3 responses to “Steam sales and bundling will quickly become the bane of Indie developers”

  1. giantsbane says :

    Barometer…is that really the word you were looking for?

    If these sales are detrimental isn’t that problem really on the indie developers? I mean they are the ones allowing their titles to be bundles and sold cheaply.

    I don’t think sales are a bad thing. There’s a lot of indie games I wouldn’t pay 10 or 15$ to try out. But if I can get that at 80% off I might pick it up. Seems like reduced profit is better than no profit, and then theres the possibility that I’ll recommend the game to others. I imagine that this is one of the primary reasons these types of deals exist.

  2. Laetus Viator (@LaetusViator) says :

    Hmm… just read the Waves postmortem, but I don’t really see where Squid in a Box suggests the steam sales/bundles are the problem. Yes, the average selling point is lower than the $10 goal, but it doesn’t look like the game was getting much attention outside of sales.

    And generally, without hard numbers on indie bundles & sales, it is anyone’s guess whether it is good or bad for the developers, no? If they pick up the difference in price by selling far more units, why care about the low price?
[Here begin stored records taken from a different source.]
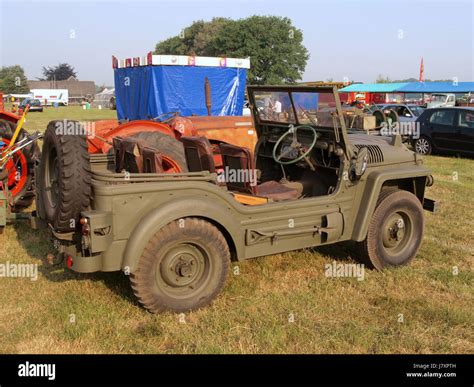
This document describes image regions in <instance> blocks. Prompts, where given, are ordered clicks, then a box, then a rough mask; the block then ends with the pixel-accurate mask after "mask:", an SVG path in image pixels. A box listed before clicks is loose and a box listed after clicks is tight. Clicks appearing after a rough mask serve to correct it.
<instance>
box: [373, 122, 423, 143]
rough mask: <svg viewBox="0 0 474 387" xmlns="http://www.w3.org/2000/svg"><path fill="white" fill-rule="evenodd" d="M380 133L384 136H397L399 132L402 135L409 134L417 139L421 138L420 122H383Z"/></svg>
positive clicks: (403, 135)
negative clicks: (388, 122)
mask: <svg viewBox="0 0 474 387" xmlns="http://www.w3.org/2000/svg"><path fill="white" fill-rule="evenodd" d="M380 134H381V135H382V136H395V135H397V134H399V135H400V136H409V137H411V138H413V139H417V138H420V123H419V122H414V121H405V122H394V123H392V124H388V123H386V122H382V127H381V128H380Z"/></svg>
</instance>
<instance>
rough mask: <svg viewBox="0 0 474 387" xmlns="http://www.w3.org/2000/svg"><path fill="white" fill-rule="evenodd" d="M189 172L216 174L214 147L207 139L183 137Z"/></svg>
mask: <svg viewBox="0 0 474 387" xmlns="http://www.w3.org/2000/svg"><path fill="white" fill-rule="evenodd" d="M180 140H181V142H182V143H183V145H184V153H185V156H186V163H187V164H188V170H189V172H201V171H209V172H210V173H215V172H216V166H215V163H214V157H213V151H212V145H211V143H210V142H209V140H208V139H207V138H206V137H181V138H180Z"/></svg>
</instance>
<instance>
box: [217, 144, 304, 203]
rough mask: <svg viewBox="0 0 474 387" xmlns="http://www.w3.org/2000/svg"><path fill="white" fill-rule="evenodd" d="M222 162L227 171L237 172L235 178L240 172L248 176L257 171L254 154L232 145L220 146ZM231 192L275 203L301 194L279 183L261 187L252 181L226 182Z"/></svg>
mask: <svg viewBox="0 0 474 387" xmlns="http://www.w3.org/2000/svg"><path fill="white" fill-rule="evenodd" d="M219 146H220V149H221V155H222V162H223V164H224V168H225V169H227V170H229V171H230V170H236V172H234V173H235V176H239V173H237V171H238V170H240V171H248V172H247V174H249V173H251V172H252V171H255V164H254V161H253V157H252V153H251V152H250V150H249V149H247V148H243V147H238V146H235V145H230V144H220V145H219ZM226 183H227V188H228V189H229V190H230V191H238V192H244V193H250V194H253V195H257V196H261V197H265V198H267V199H271V200H273V201H275V202H279V201H284V200H295V199H298V198H299V197H300V195H301V193H300V192H299V191H298V190H297V189H294V188H290V187H287V186H285V185H284V184H282V183H279V182H277V181H266V182H264V183H262V184H259V185H253V186H252V184H251V181H237V182H230V181H228V182H226Z"/></svg>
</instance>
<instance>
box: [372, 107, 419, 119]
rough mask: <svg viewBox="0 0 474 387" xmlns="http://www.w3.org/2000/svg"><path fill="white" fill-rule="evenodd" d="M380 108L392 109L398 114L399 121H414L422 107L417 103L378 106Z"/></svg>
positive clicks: (416, 117)
mask: <svg viewBox="0 0 474 387" xmlns="http://www.w3.org/2000/svg"><path fill="white" fill-rule="evenodd" d="M380 109H381V110H388V109H391V110H394V111H395V112H396V113H397V114H398V118H399V121H400V122H414V121H416V119H417V118H418V117H419V116H421V114H422V113H423V111H424V109H423V108H422V107H421V106H419V105H411V104H410V105H404V104H391V105H382V106H380Z"/></svg>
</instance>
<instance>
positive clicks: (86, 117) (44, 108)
mask: <svg viewBox="0 0 474 387" xmlns="http://www.w3.org/2000/svg"><path fill="white" fill-rule="evenodd" d="M9 109H10V105H9V104H7V106H5V110H7V111H9ZM66 118H67V119H70V120H78V121H97V120H111V119H117V112H116V111H115V110H110V109H101V110H99V109H97V108H94V109H90V110H83V109H82V107H81V106H61V107H58V108H53V107H45V108H44V111H43V112H42V113H41V112H31V113H28V116H27V118H26V122H25V126H24V128H25V129H27V130H28V131H30V132H36V131H40V132H43V131H45V130H46V126H47V125H48V122H49V121H52V120H63V119H66Z"/></svg>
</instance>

I know if I was a dev, I’d rather sell 10000 games at $1 than 100 games at $10… Gamers get more games, devs get more cash & more players.

    A lot of people won’t drop $10-$15 on a complete unknown, but 5 for ~$5 and suddenly it gets much closer to ‘impulse buy’ zone. Indie games also struggle with exposure… but bundle some lesser known title with a more popular one and it helps spread the word.

    Full disclosure, I love bundles enough to have made a tracker for them ( )… so I’m certainly a fan of them! I know I’ve found a lot of indie games I would never have even known about if it hadn’t been for some bundle.

    • Ryan Saul says :

      Love the tracker, ultimately I don’t mind the sales and bundles, especially since it spreads the word so well, but inevitably there may be the reverse effect where all of the noise of constant sales and bundles gets drowned out. I don’t really think there’s much we can do about it and ultimately I like getting a good deal anyway, but its not a sustainable model in my opinion.